De son côté, à l'issue de sa quatrième visite à Gaza depuis le début du conflit, le chef de l'Agence des Nations Unies chargée des réfugiés palestiniens (UNRWA), Philippe Lazzarini, a déclaré mercredi que le conflit « dure depuis trop longtemps ».
« Il n’y a pas de gagnant dans ces guerres. C’est un chaos sans fin et un désespoir croissant. J’appelle une fois de plus à un cessez-le-feu humanitaire immédiat qui puisse apporter un répit et permettre une augmentation significative et indispensable du flux de fournitures de base, y compris par la voie commerciale.

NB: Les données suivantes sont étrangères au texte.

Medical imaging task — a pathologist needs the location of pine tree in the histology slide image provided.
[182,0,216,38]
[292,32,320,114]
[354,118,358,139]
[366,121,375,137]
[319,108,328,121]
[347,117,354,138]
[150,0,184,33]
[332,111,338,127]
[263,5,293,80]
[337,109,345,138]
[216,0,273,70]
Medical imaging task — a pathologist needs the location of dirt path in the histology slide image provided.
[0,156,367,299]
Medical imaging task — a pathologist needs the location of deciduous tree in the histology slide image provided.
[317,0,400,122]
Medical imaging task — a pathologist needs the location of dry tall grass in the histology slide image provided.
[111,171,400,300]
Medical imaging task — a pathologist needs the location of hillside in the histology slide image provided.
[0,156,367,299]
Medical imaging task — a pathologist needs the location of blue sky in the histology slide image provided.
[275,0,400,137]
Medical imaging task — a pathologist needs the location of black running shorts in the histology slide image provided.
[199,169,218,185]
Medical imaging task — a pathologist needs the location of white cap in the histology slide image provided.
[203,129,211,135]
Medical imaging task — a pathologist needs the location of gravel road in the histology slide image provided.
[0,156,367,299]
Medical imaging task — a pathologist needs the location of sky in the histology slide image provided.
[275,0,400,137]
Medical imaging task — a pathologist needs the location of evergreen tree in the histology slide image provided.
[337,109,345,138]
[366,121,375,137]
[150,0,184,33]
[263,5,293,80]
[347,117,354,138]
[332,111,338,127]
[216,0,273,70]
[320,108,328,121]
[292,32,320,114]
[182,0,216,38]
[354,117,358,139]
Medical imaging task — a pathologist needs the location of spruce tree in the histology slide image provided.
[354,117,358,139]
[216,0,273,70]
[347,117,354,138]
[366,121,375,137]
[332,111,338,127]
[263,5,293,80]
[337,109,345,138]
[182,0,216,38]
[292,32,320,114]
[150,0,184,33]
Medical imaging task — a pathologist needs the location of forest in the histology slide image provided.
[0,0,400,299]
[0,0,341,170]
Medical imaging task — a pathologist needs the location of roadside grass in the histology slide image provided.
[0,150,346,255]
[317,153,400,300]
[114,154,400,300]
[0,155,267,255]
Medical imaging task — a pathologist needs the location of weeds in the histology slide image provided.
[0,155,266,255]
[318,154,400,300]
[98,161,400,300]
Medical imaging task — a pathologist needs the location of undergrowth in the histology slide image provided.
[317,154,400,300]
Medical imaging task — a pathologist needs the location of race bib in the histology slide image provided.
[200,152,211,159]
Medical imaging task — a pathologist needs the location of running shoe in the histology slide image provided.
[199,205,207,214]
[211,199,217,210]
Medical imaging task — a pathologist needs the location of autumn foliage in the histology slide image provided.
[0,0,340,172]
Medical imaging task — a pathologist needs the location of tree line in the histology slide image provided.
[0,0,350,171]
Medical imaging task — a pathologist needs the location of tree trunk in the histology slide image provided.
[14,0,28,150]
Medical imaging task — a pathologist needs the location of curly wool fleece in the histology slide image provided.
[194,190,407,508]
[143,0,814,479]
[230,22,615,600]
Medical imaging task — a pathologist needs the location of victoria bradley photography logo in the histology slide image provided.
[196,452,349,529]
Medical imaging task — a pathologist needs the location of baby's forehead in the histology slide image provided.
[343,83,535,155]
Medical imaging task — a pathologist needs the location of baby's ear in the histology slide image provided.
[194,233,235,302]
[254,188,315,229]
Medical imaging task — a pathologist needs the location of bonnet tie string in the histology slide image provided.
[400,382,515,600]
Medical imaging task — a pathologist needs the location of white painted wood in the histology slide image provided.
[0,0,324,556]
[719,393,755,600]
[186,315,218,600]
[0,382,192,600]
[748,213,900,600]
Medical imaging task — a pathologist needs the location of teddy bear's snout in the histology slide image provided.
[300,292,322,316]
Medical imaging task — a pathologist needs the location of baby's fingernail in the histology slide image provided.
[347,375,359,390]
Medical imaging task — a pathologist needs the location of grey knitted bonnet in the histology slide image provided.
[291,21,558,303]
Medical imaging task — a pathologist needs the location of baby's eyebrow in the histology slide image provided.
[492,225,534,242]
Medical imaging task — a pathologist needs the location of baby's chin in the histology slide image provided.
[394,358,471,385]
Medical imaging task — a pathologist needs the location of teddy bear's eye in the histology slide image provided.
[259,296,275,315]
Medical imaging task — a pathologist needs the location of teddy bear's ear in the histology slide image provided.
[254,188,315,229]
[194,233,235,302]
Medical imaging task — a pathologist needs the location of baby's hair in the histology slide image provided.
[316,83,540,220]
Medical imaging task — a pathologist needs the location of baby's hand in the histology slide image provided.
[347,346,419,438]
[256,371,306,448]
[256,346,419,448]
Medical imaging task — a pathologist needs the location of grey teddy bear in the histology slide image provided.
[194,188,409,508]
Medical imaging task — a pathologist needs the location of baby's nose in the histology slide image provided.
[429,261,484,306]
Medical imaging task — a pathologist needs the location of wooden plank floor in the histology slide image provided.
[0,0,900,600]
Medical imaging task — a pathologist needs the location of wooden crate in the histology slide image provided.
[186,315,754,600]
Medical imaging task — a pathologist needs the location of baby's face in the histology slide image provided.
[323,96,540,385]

Tout ce qui ne va pas dans ce sens prolongera la misère de toute une population », a-t-il dit dans un communiqué de presse.
Des milliers d’enfants souffrent de malnutrition
De son côté, à l’issue d’une visite de trois jours dans la bande de Gaza, un haut responsable de l’UNICEF a rappelé que sur les près de 25.000 tués dans l’enclave depuis le 7 octobre, environ 70% sont des femmes et des enfants.
« Le meurtre d’enfants doit cesser immédiatement », a dit le Directeur exécutif adjoint du Fonds des Nations Unies pour l’enfance (UNICEF), Ted Chaiban, dans un communiqué de presse.
« La masse de civils à la frontière est difficile à imaginer et les conditions dans lesquelles ils vivent sont inhumaines. L’eau est rare et un mauvais assainissement est indéniable. Le froid et la pluie de cette semaine ont créé des rivières de déchets. Le peu de nourriture disponible ne répond pas aux besoins nutritionnels des enfants. En conséquence, des milliers d’enfants souffrent de malnutrition et sont malades », a-t-il ajouté.
Face à ces conditions, il a réclamé « la fin des bombardements intenses, qui non seulement tuent des milliers de personnes, mais entravent également l’acheminement de l’aide aux survivants ».
« Nous devons faire entrer davantage de camions, via davantage de points de passage et avec des processus d'inspection beaucoup plus efficaces », a-t-il ajouté. « Il doit y avoir moins de restrictions sur le type d’aide que nous pouvons apporter, comme les générateurs pour les pompes à eau et les canalisations pour réparer les installations d’eau ».
A l'intérieur de la bande de Gaza, Ted Chaiban a jugé impératif que « les restrictions d’accès soient levées, que des communications terrestres fiables soient assurées et que la circulation des fournitures humanitaires soit facilitée pour garantir que ceux qui sont sans aide depuis des jours reçoivent l’aide dont ils ont désespérément besoin ». « Et nous devons fluidifier le trafic commercial à Gaza, afin que les marchés puissent rouvrir et que les familles puissent être moins dépendantes des secours », a-t-il ajouté.
Enfin, il a réclamé un accès au nord de Gaza, où 250.000 à 300.000 personnes vivent et n’ont pas accès à l’eau potable et pratiquement pas de nourriture.